Companies also seek warrants as a potential funding source that can keep them afloat in grave situations such as bankruptcy. Thus, it is a good capitalization option for start-ups or if the company is nearing bankruptcy. Further, some organizations also release warrants to gain goodwill, as convincing investors to pay $50 for a warrant is easy than asking them to buy a $500 share.
For investors, it gives them a chance to buy the shares at a lower price without investing too much. For example, Company A issues bonds of face value $200 with a warrant $10 warrant, which will expire after five years. Now, the investor can buy the stock of Company A anytime within five years. He or she will benefit if the price of the stock is greater than $10.
Benefit of Call Options
A call option is less risky than buying a share as they do not require the same investment as purchasing the stock. There are various strategies that expert traders can apply to minimize downside risks. Options traders do not indulge in too much fundamental research simply because options are extremely short term trading instruments. Therefore, technical research comes in handy.
Warrant vs Call Option – Differences
Let us now check the differences between warrant vs call option;
In the call option, the buyer gets the right but not the obligation to buy the underlying asset at a predetermined rate and time. Stock warrant, on the other hand, gives the holder the right to avail the specific number of shares at a pre-determined price and at a specific date.
Type of Contract
A call option contract is standardized, while warrants are non- standardized contracts.
Who is the Issuer?
Stock exchanges or options exchanges issue the call option. On the other hand, warrants come directly from the company. Also, stock exchanges issue options independently or as a separate product. Companies, however, issue warrants together with other instruments such as bonds.
Who Sets Terms and Conditions?
The exchanges set the terms and conditions for trading options. In case of warrants, the terms and conditions are set by the issuing company.
In the call option, the underlying asset would be equities, bonds or indices. The underlying asset in the warrant is usually currencies and international shares.
Type of Products
Products in case of the call option range from equity or index calls and put options.
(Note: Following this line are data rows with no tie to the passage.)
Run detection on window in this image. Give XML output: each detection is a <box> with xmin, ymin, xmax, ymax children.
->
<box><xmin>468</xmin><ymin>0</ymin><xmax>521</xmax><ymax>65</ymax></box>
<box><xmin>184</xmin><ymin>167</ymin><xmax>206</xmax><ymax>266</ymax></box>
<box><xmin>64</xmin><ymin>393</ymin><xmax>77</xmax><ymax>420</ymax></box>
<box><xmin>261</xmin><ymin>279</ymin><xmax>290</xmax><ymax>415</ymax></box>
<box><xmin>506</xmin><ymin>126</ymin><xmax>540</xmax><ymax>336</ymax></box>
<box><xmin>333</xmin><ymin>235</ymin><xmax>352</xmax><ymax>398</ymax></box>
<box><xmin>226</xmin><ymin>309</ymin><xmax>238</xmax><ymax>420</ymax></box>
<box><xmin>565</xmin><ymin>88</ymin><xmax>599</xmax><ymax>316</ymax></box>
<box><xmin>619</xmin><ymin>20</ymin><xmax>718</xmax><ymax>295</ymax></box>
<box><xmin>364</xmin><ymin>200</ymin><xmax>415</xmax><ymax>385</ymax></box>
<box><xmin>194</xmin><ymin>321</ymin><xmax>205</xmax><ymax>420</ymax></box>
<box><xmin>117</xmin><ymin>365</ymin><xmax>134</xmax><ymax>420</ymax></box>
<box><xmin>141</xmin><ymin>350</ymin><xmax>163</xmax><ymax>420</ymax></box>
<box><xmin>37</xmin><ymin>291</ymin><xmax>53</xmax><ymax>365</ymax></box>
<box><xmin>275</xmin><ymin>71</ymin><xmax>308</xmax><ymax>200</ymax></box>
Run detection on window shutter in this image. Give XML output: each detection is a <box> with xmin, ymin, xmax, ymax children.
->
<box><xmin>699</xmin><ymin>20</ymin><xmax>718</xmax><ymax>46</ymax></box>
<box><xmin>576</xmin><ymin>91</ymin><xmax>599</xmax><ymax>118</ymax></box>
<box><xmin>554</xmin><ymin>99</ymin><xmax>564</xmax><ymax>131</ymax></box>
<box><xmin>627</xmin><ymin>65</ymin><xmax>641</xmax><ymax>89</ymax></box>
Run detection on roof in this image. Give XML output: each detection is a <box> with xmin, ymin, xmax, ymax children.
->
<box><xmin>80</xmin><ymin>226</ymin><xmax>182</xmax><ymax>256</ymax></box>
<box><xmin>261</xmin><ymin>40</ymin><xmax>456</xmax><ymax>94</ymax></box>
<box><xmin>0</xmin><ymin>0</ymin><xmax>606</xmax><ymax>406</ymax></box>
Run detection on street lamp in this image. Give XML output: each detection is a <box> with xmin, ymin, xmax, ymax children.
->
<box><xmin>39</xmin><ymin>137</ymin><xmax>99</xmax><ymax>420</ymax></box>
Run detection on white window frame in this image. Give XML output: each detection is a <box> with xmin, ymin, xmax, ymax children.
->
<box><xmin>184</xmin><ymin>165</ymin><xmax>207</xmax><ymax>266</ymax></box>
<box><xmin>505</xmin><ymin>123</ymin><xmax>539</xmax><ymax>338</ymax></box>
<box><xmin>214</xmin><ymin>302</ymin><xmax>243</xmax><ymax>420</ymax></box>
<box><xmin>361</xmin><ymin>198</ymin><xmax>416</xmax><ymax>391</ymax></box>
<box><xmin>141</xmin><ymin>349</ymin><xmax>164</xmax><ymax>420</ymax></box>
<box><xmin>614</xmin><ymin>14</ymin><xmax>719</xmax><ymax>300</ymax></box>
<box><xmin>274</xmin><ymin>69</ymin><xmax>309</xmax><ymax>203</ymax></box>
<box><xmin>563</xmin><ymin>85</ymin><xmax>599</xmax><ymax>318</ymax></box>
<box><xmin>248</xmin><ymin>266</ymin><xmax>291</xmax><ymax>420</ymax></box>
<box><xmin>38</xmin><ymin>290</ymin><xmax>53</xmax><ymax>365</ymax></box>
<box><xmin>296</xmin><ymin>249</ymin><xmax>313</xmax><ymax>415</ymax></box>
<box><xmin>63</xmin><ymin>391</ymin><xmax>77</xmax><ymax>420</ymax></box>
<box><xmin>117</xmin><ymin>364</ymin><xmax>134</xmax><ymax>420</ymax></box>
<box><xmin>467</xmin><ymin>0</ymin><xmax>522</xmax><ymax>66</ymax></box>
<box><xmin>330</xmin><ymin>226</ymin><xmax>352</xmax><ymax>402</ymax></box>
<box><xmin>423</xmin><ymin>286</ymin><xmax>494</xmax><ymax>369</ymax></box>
Warrants could be anything from capital guarantee investments and other high risk/return trading warrants.
Effect of Equity or Total Shares
Issue of the call option does not result in the dilution of equity. Warrant issuance, however, results in dilution of the equity.
The lifespan of a call option does not stretch beyond one year. On the other hand, the life span of warrant can be up to 15 years or as the company decides.
The call options are governed by different tax rules as they are compensatory in nature. Since warrants are not compensatory in nature, therefore, they follow usual tax rules.
What Principles Apply?
Option trading follows futures market principles, while warrants follow the principle of cash markets. Therefore, one can buy or short a call option, or apply various strategies to profit from them. One can’t short warrants like the options. Also, options have margin calls, while there is no margin call in the warrant.
Warrant vs Call Option – Similarities
Along with the differences, warrant vs call option shares a lot of similarities as well. These are:
- Both warrants and call option give the holder an option to take benefit of the increase or decrease in price without actually holding the real asset.
- Both give the holder the right to buy the underlying asset at a fixed price at a specified future date.
- In both, the holder has no control over the underlying asset until he or she exercises the call option or warrant.
- Pricing of both the components depends on two components – intrinsic value and time value.
- Common factors such as stock price, expiry, volatility, risk-free return and so on influence both warrants and call option.
Both these instruments allow investors to benefit from stock without actually investing in that stock. However, before going for the stock option or warrant, one should know their pros and cons and the level the risk. Thereafter, an investor should determine an acceptable level of risk, and take a decision accordingly. Also, an investor needs to consider the time horizon of investing – a call option is for short-term, while the warrants are a long-term investment.